In pursuit of this goal, parents put their faith in universities and other higher education institutions to adequately educate their children for the ever-changing work landscape.
However, given how dramatically the world of work has changed and continues to change, it is critical for all higher education institutions to consider, and in many cases, review their offerings in order to ensure they deliver relevant and integrated curricula that adequately meet employer demands and enable students to excel in their chosen fields.
This is according to an education expert, Cymbeline Harilal, the instructional designer at The Independent Institute of Education (The IIE), SA’s leading private higher education provider.
“Higher education institutions must, therefore, now - more than ever before - include and be intentional in integrating 21st century and industry-aligned graduate attributes into all curricula,” says Harilal.
She added that between the corporate and educational sectors, there is a concerning mismatch between industry demands and graduate attributes developed in universities.
“It is necessary for universities to bridge the gap through the delivery of dynamic curricula that addresses the disparity between skills supply and industry demand.
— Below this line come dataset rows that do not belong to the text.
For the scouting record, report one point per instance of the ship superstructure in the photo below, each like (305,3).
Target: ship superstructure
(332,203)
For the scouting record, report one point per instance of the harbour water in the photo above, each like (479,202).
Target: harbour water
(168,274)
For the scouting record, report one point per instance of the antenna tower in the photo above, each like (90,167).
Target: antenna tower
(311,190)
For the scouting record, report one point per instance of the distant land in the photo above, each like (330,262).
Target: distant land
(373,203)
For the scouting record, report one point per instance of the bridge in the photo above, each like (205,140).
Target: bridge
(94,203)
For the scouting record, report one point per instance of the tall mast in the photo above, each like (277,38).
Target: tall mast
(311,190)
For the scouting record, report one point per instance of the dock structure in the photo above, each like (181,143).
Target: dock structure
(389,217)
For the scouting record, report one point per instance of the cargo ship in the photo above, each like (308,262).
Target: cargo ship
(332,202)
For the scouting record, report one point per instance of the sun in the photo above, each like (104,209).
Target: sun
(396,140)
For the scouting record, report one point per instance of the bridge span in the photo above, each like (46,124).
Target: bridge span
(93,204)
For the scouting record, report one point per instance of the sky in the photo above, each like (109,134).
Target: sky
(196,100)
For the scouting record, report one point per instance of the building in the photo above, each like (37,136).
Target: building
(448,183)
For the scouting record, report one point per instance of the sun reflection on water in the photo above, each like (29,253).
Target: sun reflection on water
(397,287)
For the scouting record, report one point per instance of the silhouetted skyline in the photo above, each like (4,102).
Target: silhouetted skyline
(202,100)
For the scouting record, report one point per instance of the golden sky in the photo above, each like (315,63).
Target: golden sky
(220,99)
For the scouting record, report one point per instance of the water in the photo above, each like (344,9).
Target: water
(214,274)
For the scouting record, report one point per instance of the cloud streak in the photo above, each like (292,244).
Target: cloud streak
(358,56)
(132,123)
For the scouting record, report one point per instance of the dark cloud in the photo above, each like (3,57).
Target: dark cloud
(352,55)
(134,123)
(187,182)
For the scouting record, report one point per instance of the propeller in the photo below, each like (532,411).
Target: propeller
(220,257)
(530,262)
“The relevant skills outlined in the World Economic Forum's report on 21st century requirements highlight the significance of an adaptable curriculum in response to changing job demands. These skills are comprised of foundational, competencies, character qualities and technical skills.”
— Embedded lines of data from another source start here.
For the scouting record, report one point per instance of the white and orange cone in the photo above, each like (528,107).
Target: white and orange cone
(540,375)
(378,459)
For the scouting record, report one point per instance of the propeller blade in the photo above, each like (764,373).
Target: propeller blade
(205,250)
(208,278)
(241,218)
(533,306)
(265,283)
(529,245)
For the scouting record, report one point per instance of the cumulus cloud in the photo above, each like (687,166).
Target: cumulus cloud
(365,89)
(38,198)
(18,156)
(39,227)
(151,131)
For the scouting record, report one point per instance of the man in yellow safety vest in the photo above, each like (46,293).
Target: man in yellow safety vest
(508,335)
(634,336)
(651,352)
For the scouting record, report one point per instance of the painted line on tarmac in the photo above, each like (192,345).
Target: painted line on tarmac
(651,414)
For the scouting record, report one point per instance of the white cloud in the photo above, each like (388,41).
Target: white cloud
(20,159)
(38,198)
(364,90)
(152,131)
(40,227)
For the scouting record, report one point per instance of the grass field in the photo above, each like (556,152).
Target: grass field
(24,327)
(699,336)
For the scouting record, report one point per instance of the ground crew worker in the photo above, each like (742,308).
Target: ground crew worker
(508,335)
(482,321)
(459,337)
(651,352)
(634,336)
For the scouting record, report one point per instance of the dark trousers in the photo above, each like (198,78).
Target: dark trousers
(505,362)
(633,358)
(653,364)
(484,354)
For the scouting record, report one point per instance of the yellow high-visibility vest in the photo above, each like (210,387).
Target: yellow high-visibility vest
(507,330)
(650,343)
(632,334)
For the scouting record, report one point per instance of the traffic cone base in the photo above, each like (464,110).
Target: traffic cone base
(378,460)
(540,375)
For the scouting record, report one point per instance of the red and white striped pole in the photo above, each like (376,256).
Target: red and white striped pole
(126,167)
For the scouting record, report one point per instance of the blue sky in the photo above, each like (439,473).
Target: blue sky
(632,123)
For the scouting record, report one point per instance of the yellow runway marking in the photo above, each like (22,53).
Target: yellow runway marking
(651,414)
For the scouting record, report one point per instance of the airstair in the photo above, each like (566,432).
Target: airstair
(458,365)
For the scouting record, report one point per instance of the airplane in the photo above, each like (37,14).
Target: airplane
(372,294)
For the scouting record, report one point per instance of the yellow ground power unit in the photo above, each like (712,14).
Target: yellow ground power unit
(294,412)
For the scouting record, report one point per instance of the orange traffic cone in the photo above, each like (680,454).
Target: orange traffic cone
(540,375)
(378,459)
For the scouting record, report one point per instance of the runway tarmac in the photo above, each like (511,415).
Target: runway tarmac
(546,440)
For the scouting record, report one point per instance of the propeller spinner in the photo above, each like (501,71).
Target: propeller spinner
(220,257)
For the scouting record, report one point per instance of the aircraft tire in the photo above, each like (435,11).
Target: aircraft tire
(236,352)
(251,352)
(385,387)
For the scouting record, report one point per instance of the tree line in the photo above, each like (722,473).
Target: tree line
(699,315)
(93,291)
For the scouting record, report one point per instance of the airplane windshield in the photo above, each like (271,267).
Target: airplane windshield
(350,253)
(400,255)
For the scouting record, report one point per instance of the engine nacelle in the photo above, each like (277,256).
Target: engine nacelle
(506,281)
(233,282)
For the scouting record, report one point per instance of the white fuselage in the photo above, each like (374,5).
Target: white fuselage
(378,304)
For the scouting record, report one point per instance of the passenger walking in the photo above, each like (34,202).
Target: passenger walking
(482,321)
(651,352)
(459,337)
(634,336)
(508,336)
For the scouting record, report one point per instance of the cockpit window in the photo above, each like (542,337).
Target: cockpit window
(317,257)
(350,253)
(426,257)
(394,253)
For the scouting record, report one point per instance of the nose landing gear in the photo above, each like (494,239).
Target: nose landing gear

Harilal says these skills can be broadly described as:
Students must be able to apply the essential abilities of literacy, numeracy, science, information technology, and financial literacy.
These are primarily created in school, however, certain children who graduated from underprivileged schools may require further assistance.
Critical thinking, creativity, clear communication skills, both written and spoken, problem-solving ability, and teamwork are essential for functioning in a corporate setting where these qualities are necessary to push the firm to be successful, efficient, and competitive.
An additional talent that has lately become significant is the capacity to apply oneself freely in a distant work setting.
These are more difficult to include into a curriculum since they eventually come down to personality qualities, but they may be introduced and developed.
Curiosity, confidence, initiative, perseverance, grit, emotional intelligence, adaptability, leadership, resilience, and social or cultural awareness are all appreciated attributes in the workplace.
Competence in sophisticated technologies, data manipulation, and strategic use of technology has become critical for attaining a competitive advantage aimed at bridging the gap between the skills sought by industry and those supplied by higher education institutions.
Harilal explains how as expectations evolve and the future job market remains uncertain, many graduates express apprehension about their employment prospects.
She says students should be provided with opportunities to evaluate conceptual knowledge, analyse complex ideas, and generate innovative solutions, enabling the development of numeracy, writing, communication and technological skills to meet industry demands.
“By bridging the gap between employer expectations and the skills possessed by graduates, a seamless transition into the professional world of work becomes more likely, to the benefit both of the graduates and industry in South Africa,” Harilal concluded.